Random node frequently removed from the cluster

I found different node removed from cluster in last month, sometimes it happens 10 times a day. ES version is 7.6.2, and there are 5000+ shards, 6 data nodes with 30gb heap size, and another 3 master node in the cluster.
I can find different reason when I grep removed on Elasticsearch logs, and there are three reason I can get,

  • lagging
  • disconnected
  • followers check retry count exceeded

I think the reason maybe there are two many shards in the cluster, but I cannot delete the index. I try to increase the default setting of discovery.zen.ping_timeout, discovery.zen.ping_retries, it seems that doesn't work.
And I have some questions,

  1. the removed reason disconnected is because the ping mechanism between nodes right? So I think when I increase the default setting of discovery.zen.ping_timeout, discovery.zen.ping_retries as bigger as I can, there will be no more disconnected reason in removed right?
  2. the removed reason followers check, Can I just increase cluster.fault_detection.follower_check.timeout and cluster.fault_detection.follower_check.retry_count to solve this one?
  3. the removed reason lagging, Can I increase cluster.follower_lag.timeout and cluster.publish.timeout to solve it?
  4. the discuss solution said

some better handling of nodes with slower disks which is the usual root cause of lagging nodes.
How can I check if it is slower disk cause the problem?

  1. If there are other ways to check and verify, please let me know, any one of opinions is very important to me

there are two many logs, I didn't know which ones are useful, If need some logs to analyze please tell me how can I pick the useful one to paste here

That version is very old and has passed EOL so you should upgrade as a matter of urgency. You're missing out on over a year and a half of development work, some of which has an impact on cluster stability and resilience. 5000 shards across 6 data nodes is quite a lot and you should probably try and reduce that number, but it shouldn't destabilise the cluster.

No, disconnected means a TCP connection closed which is immediately fatal: there are no retries in this case.

Kinda, but these timeouts are already pretty generous, if you permit nodes to be unresponsive for longer then you'll just get other things like client requests that time out instead. As per the docs:

WARNING: If you adjust these settings then your cluster may not form correctly or may become unstable or intolerant of certain failures.

Again, kinda, but this timeout is already pretty generous, you'll get other weird behaviour if you permit nodes to take many minutes to update the cluster state. The same warning applies to these settings:

WARNING: If you adjust these settings then your cluster may not form correctly or may become unstable or intolerant of certain failures.

Thanks for your answers and suggestions David, and I'll have a try with these settings and upgrade the cluster if none of these work.

TBC I think the first thing you should try is upgrading the cluster.

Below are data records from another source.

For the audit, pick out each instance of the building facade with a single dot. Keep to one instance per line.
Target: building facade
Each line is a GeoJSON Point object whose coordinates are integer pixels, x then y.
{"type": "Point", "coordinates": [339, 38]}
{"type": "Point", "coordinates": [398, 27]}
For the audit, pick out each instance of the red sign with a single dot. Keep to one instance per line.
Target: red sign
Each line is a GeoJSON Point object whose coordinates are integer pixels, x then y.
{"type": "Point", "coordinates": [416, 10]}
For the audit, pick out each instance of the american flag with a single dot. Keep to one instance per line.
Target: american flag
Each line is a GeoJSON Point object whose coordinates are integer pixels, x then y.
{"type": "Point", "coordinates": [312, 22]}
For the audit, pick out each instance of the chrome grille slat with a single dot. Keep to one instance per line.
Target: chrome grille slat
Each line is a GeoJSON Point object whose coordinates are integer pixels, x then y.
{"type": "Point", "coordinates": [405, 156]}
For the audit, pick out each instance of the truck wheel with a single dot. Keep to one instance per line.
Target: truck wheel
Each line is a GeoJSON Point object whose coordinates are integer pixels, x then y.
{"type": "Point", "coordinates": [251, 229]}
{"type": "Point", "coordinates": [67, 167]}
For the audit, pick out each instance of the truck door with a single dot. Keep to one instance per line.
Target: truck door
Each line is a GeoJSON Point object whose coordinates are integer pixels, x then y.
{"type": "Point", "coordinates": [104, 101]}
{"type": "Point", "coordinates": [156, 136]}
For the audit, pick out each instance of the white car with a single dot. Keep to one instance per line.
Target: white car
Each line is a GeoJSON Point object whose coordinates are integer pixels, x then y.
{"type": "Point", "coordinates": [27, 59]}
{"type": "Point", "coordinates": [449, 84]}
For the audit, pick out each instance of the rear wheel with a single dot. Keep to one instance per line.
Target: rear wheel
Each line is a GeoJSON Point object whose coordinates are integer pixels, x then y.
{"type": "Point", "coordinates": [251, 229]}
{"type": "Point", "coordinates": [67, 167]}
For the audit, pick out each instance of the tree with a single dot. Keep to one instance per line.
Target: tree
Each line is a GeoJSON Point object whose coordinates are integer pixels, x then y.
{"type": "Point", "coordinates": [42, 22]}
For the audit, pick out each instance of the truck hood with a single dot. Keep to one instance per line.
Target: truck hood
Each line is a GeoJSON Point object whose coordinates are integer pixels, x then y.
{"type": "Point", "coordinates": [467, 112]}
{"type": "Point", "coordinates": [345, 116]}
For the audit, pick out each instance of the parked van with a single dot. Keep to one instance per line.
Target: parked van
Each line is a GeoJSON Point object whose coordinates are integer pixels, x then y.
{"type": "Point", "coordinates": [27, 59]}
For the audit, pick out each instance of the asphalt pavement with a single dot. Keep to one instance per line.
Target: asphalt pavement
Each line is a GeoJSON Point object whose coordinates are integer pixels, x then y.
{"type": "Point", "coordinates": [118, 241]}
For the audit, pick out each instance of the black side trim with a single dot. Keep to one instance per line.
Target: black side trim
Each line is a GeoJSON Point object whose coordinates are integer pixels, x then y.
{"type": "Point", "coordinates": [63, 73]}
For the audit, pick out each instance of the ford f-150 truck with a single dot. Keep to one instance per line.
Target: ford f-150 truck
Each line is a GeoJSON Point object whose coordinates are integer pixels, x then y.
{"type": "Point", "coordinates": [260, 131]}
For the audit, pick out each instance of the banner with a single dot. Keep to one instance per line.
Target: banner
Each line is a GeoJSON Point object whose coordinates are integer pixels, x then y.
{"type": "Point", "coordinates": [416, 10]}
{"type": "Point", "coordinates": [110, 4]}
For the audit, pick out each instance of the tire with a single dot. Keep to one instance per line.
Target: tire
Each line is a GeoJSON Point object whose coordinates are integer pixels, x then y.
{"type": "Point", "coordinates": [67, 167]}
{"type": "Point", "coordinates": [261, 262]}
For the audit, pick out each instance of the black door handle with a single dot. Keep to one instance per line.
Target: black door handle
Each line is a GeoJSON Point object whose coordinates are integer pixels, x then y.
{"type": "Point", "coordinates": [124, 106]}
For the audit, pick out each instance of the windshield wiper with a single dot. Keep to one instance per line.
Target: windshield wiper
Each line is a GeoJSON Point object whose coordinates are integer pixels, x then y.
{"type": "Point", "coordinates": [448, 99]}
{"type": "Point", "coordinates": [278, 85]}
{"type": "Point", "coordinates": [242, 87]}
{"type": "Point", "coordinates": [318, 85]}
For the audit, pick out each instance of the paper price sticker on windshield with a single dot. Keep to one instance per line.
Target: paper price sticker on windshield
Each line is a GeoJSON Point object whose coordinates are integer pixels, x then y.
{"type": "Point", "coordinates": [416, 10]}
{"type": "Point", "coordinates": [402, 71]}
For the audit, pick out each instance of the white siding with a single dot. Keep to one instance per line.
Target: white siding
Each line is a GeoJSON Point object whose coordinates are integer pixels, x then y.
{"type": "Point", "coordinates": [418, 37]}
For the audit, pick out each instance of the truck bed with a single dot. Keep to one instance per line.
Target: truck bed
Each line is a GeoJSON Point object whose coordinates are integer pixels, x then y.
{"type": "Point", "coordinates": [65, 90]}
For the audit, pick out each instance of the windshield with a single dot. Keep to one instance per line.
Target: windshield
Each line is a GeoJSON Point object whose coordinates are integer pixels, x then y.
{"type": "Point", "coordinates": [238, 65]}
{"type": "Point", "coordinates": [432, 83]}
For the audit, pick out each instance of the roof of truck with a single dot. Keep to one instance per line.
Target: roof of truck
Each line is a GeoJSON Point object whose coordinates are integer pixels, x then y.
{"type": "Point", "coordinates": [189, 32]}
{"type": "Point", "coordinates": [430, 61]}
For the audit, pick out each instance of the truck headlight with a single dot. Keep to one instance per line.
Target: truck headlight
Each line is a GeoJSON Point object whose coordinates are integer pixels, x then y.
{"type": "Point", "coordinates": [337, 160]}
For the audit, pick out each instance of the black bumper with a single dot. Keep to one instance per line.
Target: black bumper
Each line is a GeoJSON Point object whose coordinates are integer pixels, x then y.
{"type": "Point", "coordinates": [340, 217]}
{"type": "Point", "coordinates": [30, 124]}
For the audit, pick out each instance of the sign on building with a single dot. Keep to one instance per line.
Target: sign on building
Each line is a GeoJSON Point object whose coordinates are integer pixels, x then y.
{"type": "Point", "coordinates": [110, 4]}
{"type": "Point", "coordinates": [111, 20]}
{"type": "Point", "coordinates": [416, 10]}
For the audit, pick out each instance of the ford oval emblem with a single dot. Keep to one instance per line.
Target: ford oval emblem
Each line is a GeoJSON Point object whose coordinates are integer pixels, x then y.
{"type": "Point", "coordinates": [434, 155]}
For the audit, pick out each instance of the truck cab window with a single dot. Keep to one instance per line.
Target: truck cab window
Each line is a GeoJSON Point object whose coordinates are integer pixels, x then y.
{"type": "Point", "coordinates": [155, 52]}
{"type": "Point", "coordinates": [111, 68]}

If that doesn't work then it would be best to ask again here: adjusting the settings you mentioned is not at all recommended, it won't fix the underlying issues so you'll just experience different problems.

Yeah, you're right David, I should upgrade to the 7.15 as soon as I can. I'll try to rolling upgrade the cluster, thank you. And I want to consult you what kind of reason can lead to "disconnected", as you said an immediate TCP connection close, because I didn't seen these problems when there are fewer data months ago.

Generally it means something between the nodes caused a connection to close. However there is an issue (fixed in 7.16.0 by Improve control of outgoing connection lifecycles by DaveCTurner · Pull Request #77295 · elastic/elasticsearch · GitHub) where an otherwise unstable cluster can sometimes see a node leave because disconnected shortly after the same node failed for another reason and then rejoined. If that applies to you then you can fix it by fixing the other reasons for the instability.

I'm so sorry that I ignore one thing, with the disconnected logs time, the corresponding leave node's log show that there are [gc][118562] overhead, spent [38.8s] collecting in the last [39.6s], and it's too long. So is it the reason why the data node disconnected?

A long GC doesn't explain disconnected, no, but wow 38s is a very long GC pause, definitely long enough to cause nodes to drop out of the cluster. How large is the heap on this node? Did you disable swap?

Yes, I disable swap on all nodes, the heap size of the 6 data node are all 30gb. I'm going to replace CMS with G1 to see if it gets better.

What kind of hardware are the nodes deployed on? If it is VMs, can you check whether memory ballooning is used?

Physical machine, no memory ballooning is used.